Pence delivered the contentious speech in New Hampshire earlier this week. It is widely believed that he is considering a run for the candidacy of the Republican Party for president in 2024. According to the report that was published by Politico, the transcript had an eerie similarity to a speech that Donald Trump gave almost four years ago.
Pence was scheduled to make the following statements when he spoke at the Josiah Bartlett Center for Public Policy, as stated in the prepared comments that he was going to deliver there:
“If we want our families and communities to prosper, America must be the best place on earth to work, invest, innovate, build, master a trade, or start a business. We want companies to move to America, stay in America, and hire American workers,” Politico reported.
However, as described by the outlet, this is practically word-for-word copied from a speech previously given by Trump:
“The two-sentence passage is almost identical to words Trump uttered in a speech to the New York Economic Club on Nov. 12, 2019, according to an archived transcript of his remarks from the White House:
‘If we want our families and communities to prosper, America must be the best place on earth to work, invest, innovate, build, pursue a career, hone a craft, or start a business. We want companies to move to America, stay in America, and hire American workers,’” Politico reported.
Politico noticed that there were some alterations made to the speech following that particular moment.
“It is not clear if Pence delivered the remarks as prepared, as the event was not live-streamed.
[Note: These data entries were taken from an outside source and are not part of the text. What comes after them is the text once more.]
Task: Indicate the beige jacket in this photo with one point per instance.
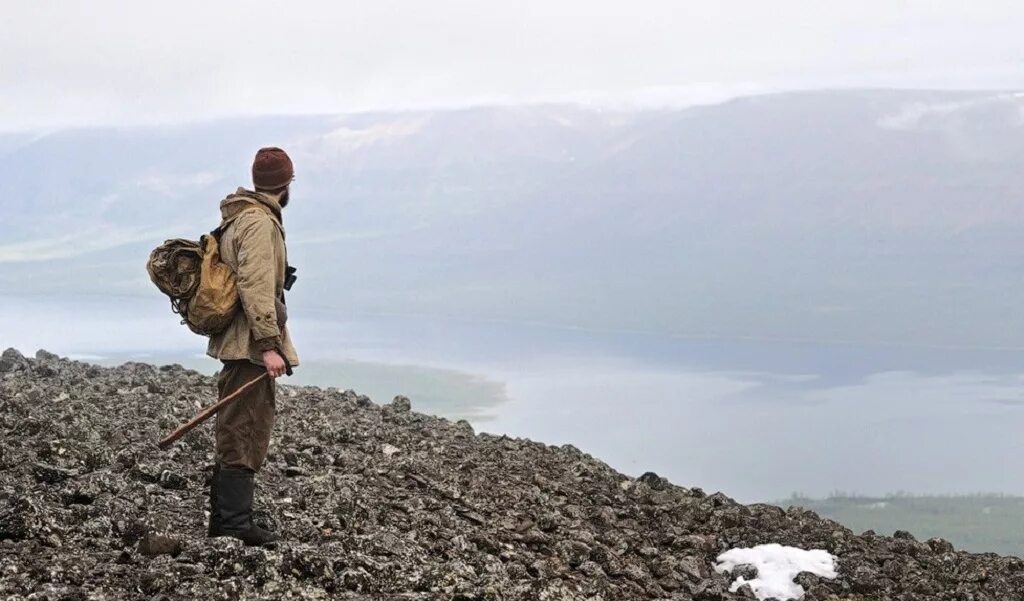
(253, 246)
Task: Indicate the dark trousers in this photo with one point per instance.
(243, 429)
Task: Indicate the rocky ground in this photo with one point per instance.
(383, 503)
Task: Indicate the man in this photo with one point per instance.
(252, 244)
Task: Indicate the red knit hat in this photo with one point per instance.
(271, 169)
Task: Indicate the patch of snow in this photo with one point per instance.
(777, 566)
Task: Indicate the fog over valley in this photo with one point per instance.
(825, 284)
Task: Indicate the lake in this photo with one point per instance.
(756, 419)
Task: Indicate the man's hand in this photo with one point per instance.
(274, 363)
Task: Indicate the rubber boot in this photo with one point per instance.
(235, 500)
(214, 529)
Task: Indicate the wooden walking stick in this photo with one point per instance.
(208, 413)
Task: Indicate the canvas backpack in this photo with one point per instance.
(202, 288)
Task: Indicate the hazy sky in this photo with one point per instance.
(107, 61)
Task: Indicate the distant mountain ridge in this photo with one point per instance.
(761, 217)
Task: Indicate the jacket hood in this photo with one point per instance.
(243, 199)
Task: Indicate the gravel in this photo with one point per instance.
(380, 502)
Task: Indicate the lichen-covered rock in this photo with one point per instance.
(384, 503)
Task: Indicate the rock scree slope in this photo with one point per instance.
(379, 502)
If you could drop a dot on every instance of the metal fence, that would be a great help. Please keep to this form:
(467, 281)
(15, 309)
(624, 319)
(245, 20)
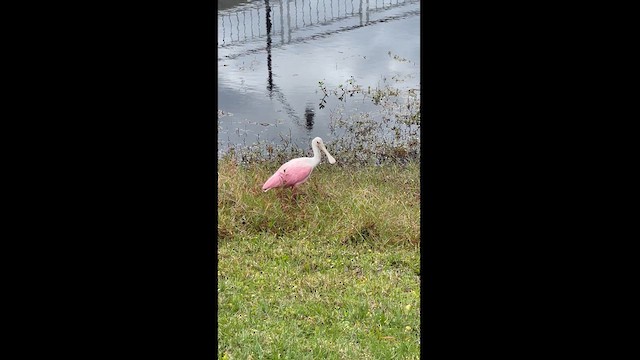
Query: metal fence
(248, 22)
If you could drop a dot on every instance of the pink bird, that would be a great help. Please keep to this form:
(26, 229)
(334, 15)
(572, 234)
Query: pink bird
(295, 172)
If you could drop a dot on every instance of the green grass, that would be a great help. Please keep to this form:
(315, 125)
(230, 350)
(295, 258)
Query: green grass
(332, 274)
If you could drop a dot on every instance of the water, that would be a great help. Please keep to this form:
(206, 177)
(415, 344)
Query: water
(273, 54)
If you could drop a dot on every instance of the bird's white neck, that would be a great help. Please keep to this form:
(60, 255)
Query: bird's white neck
(317, 157)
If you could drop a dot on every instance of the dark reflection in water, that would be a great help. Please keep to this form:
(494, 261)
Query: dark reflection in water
(374, 43)
(270, 76)
(308, 117)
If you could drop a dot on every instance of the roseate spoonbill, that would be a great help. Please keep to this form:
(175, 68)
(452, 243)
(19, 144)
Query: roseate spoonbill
(295, 172)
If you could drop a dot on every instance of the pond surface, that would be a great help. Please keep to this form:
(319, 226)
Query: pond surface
(272, 56)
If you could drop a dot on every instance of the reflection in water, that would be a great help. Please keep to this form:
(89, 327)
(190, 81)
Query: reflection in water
(294, 83)
(308, 117)
(270, 76)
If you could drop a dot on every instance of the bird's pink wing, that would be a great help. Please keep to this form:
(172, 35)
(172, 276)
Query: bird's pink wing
(276, 180)
(296, 174)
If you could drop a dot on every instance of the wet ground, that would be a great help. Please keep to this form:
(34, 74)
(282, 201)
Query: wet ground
(272, 56)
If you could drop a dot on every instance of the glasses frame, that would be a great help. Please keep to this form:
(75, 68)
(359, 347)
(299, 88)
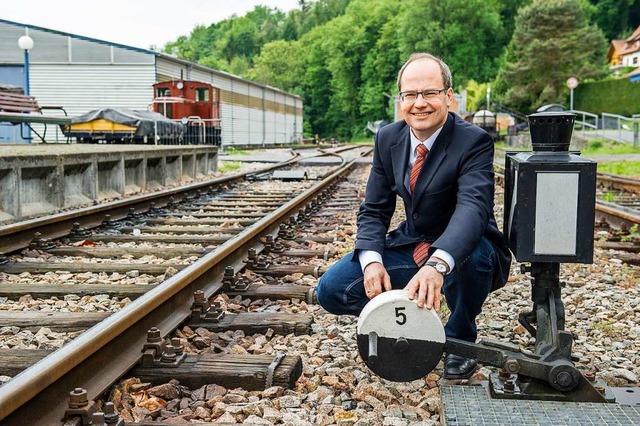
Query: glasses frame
(422, 93)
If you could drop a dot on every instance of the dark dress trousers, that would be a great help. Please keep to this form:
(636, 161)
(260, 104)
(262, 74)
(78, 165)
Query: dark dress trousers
(451, 206)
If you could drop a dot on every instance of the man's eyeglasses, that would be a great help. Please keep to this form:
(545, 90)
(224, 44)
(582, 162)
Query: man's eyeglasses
(410, 97)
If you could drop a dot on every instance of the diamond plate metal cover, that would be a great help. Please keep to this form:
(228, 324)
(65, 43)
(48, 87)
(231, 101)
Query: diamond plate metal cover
(472, 406)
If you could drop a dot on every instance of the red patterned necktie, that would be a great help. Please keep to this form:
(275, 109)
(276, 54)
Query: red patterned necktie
(421, 251)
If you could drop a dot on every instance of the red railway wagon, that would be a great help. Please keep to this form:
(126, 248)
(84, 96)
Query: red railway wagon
(196, 103)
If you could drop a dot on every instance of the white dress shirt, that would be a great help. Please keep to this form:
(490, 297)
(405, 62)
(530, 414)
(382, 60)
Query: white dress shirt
(365, 257)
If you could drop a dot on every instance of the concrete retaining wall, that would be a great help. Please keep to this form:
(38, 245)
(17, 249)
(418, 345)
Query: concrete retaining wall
(34, 182)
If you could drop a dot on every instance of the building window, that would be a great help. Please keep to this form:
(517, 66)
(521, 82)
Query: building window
(202, 94)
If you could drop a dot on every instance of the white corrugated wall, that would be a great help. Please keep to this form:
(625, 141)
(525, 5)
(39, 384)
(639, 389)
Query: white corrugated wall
(81, 88)
(256, 115)
(270, 117)
(281, 127)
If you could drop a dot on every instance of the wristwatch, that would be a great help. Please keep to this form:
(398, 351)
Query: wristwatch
(440, 267)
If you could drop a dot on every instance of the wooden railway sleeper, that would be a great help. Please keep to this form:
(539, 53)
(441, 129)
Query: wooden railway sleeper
(155, 353)
(202, 310)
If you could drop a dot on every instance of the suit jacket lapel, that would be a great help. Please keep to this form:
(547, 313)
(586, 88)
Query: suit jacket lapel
(400, 159)
(433, 160)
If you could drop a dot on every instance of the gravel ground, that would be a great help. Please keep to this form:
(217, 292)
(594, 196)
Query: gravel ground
(603, 311)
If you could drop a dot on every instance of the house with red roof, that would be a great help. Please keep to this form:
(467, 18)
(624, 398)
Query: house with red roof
(626, 53)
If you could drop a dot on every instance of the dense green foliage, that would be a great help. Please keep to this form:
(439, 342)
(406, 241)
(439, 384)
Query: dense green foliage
(612, 96)
(551, 42)
(342, 56)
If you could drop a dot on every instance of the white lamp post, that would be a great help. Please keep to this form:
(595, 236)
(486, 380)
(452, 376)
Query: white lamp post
(26, 43)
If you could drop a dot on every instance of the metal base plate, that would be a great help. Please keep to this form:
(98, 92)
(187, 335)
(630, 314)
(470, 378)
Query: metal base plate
(472, 406)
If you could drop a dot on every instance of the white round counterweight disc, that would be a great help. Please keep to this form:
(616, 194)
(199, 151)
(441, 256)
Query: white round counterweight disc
(397, 340)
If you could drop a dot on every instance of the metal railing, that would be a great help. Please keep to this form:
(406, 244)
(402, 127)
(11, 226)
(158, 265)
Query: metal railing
(620, 128)
(585, 120)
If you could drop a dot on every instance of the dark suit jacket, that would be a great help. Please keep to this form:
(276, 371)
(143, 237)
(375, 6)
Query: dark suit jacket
(452, 204)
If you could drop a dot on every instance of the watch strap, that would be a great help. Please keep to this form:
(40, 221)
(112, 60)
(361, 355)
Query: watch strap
(435, 264)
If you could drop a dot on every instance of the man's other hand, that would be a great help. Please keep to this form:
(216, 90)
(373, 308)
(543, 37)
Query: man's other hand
(375, 279)
(427, 284)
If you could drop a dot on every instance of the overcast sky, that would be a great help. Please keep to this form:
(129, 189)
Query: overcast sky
(139, 23)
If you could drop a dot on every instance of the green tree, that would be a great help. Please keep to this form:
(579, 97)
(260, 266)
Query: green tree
(467, 34)
(476, 95)
(552, 40)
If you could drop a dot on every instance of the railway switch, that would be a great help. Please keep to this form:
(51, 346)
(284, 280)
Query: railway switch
(549, 218)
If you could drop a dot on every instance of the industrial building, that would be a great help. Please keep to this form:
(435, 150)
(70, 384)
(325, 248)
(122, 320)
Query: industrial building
(83, 74)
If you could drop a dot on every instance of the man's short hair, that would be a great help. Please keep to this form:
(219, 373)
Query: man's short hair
(444, 68)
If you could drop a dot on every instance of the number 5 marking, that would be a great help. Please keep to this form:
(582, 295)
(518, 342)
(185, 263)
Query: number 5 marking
(401, 317)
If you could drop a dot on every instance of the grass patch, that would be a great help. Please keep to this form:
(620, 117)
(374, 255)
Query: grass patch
(606, 146)
(228, 166)
(624, 168)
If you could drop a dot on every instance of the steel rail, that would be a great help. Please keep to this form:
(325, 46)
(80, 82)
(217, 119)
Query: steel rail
(621, 182)
(619, 214)
(97, 358)
(17, 236)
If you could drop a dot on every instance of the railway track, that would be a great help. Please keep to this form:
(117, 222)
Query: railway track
(263, 294)
(144, 270)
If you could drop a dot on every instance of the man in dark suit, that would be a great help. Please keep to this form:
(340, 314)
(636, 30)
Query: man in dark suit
(442, 168)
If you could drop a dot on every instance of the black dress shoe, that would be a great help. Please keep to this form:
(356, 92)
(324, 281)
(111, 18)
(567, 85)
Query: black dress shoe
(458, 367)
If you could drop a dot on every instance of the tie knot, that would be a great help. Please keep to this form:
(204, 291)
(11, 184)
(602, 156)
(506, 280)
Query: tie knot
(421, 150)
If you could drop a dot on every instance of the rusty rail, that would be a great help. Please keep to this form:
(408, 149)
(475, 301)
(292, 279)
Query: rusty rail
(97, 358)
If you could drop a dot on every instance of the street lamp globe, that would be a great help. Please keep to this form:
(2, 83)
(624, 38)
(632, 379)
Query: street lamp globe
(25, 42)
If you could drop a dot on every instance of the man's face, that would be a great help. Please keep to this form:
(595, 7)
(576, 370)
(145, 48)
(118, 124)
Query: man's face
(424, 116)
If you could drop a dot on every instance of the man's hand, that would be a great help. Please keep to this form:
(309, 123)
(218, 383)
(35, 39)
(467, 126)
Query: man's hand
(427, 283)
(375, 279)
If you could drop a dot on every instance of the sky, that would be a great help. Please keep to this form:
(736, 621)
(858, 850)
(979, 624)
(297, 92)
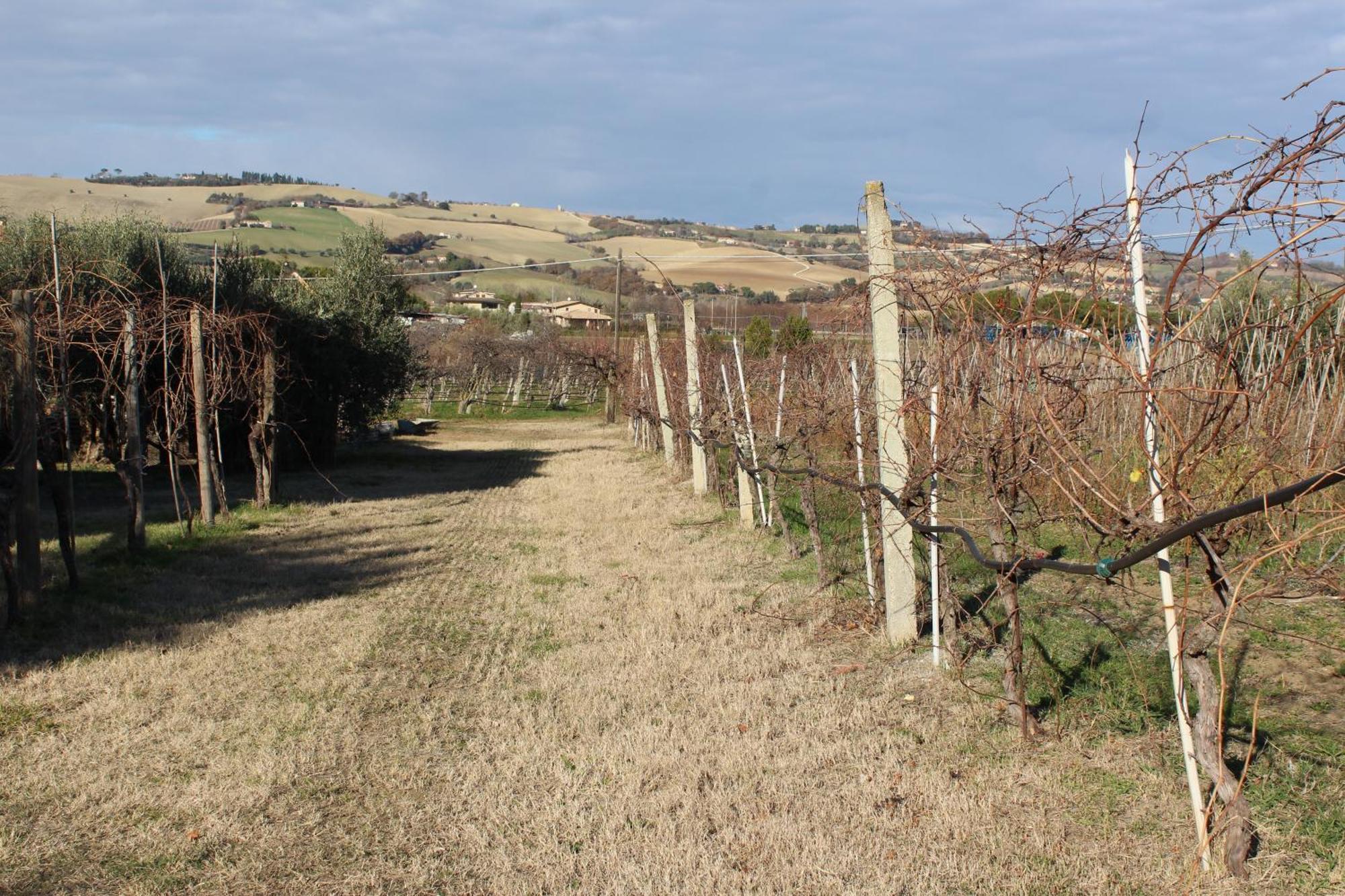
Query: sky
(728, 112)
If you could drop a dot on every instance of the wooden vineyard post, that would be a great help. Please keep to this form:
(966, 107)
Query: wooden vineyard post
(899, 580)
(262, 439)
(661, 392)
(28, 529)
(700, 474)
(134, 458)
(198, 395)
(1136, 252)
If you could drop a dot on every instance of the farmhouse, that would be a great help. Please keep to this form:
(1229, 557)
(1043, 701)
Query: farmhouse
(479, 299)
(419, 321)
(571, 313)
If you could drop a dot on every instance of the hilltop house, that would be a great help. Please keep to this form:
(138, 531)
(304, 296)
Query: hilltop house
(570, 313)
(479, 299)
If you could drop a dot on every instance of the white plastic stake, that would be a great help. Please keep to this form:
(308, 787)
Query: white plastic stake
(747, 415)
(696, 405)
(779, 412)
(859, 462)
(935, 631)
(1136, 251)
(747, 516)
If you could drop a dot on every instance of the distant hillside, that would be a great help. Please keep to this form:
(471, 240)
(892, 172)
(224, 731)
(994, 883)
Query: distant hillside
(259, 217)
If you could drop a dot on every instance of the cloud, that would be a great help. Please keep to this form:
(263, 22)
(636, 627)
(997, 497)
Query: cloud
(746, 112)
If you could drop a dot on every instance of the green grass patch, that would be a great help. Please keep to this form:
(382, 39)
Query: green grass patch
(497, 408)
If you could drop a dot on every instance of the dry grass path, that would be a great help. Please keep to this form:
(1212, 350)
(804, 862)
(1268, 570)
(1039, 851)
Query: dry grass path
(502, 670)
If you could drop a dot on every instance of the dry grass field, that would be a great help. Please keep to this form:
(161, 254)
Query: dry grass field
(500, 243)
(771, 272)
(523, 216)
(73, 198)
(523, 659)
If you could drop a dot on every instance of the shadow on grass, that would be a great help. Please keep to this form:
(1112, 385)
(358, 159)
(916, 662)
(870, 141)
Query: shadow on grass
(255, 560)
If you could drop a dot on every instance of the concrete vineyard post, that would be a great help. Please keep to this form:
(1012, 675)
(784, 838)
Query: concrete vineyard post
(134, 458)
(747, 513)
(198, 395)
(899, 580)
(1136, 252)
(700, 474)
(859, 460)
(661, 393)
(28, 526)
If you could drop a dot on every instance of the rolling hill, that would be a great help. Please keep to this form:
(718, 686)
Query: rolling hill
(492, 235)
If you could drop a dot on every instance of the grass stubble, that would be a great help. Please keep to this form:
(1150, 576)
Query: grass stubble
(544, 685)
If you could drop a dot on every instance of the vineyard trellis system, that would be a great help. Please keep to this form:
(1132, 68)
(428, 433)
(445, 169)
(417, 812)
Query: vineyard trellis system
(1050, 381)
(118, 349)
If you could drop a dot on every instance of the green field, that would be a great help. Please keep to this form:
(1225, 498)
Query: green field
(315, 232)
(514, 282)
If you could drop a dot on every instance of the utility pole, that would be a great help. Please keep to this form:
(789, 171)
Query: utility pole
(200, 400)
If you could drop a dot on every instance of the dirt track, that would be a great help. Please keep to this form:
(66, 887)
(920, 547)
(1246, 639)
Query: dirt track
(502, 669)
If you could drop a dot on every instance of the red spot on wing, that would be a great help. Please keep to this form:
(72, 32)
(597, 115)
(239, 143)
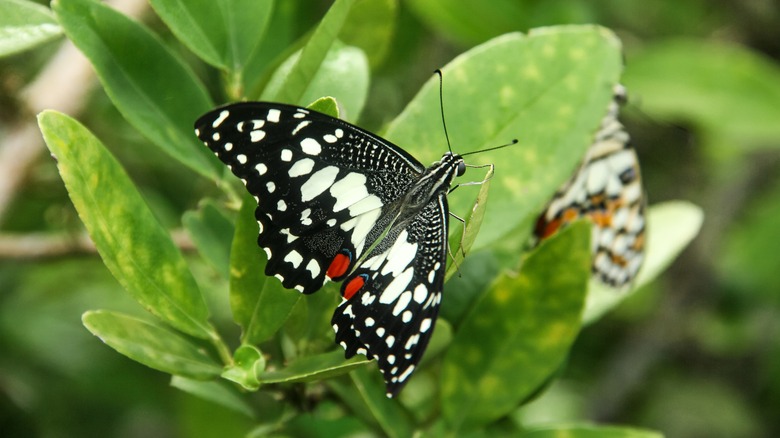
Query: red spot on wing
(338, 267)
(353, 285)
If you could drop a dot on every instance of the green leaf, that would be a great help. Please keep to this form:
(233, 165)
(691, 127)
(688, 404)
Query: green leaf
(24, 25)
(393, 420)
(470, 22)
(370, 26)
(211, 231)
(314, 368)
(326, 105)
(223, 33)
(343, 74)
(466, 238)
(134, 246)
(304, 68)
(588, 431)
(154, 90)
(260, 304)
(213, 391)
(548, 89)
(703, 82)
(517, 334)
(670, 228)
(248, 363)
(151, 345)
Pence’s and Trump’s speeches did diverge after that passage. ‘We want every American to be able to afford their American dreams,’ Pence said in his prepared remarks ‘But for millions of Americans today, the American Dream is slipping further and further out of reach with each passing day.’
In contrast, Trump stated in 2019, “My mission is to put our country on the very best footing to thrive, excel, compete, and win,” according to Politico.
The prepared speech overlapped because Pence wanted to demonstrate his status as a pre-Trump Republican. Pence specifically emphasized in his address a number of policy distinctions that set him apart from the Trump administration, including the criticism of his own administration’s “overspending.”
It seems that who prepared the two speeches is what makes them similar to one another. Before beginning to work for Pence in 2021, the speechwriter who wrote Pence’s statements was a speechwriter in Trump’s inner circle at the time the remarks to the New York Economic Club were made. The speechwriter “inadvertently” reused Pence’s own words, according to a person familiar with the preparation of Pence’s speech who was given anonymity to speak freely about it. The speechwriter’s identity was withheld by a Pence advisor.
The purpose of Pence’s address in New Hampshire, according to a spokesperson for him, was to set himself apart from the competition and demonstrate that his campaign is focused on the future. He pointed out that the rhetorical rather than substance nature of the prepared speech’s passage that contained rehashed statements.
“No one should be shocked that instead of covering a speech outlining an economic policy that could transform the lives of millions of Americans suffering under President Biden’s economy, POLITICO chose to focus on a gossipy process story about how a speechwriter inadvertently used words from a speech he wrote four years ago,” O’Malley said.
Previously, Pence charged the Joe Biden campaign with copying the Trump coronavirus response strategy during the 2020 presidential race.
“Looks a little bit like plagiarism … which is something Joe Biden knows a little bit about,” Pence said in a barely disguised allusion to Biden’s plagiarism scandal from 1987, during the 2020 vice presidential debate when he quoted British politician Neil Kinnock.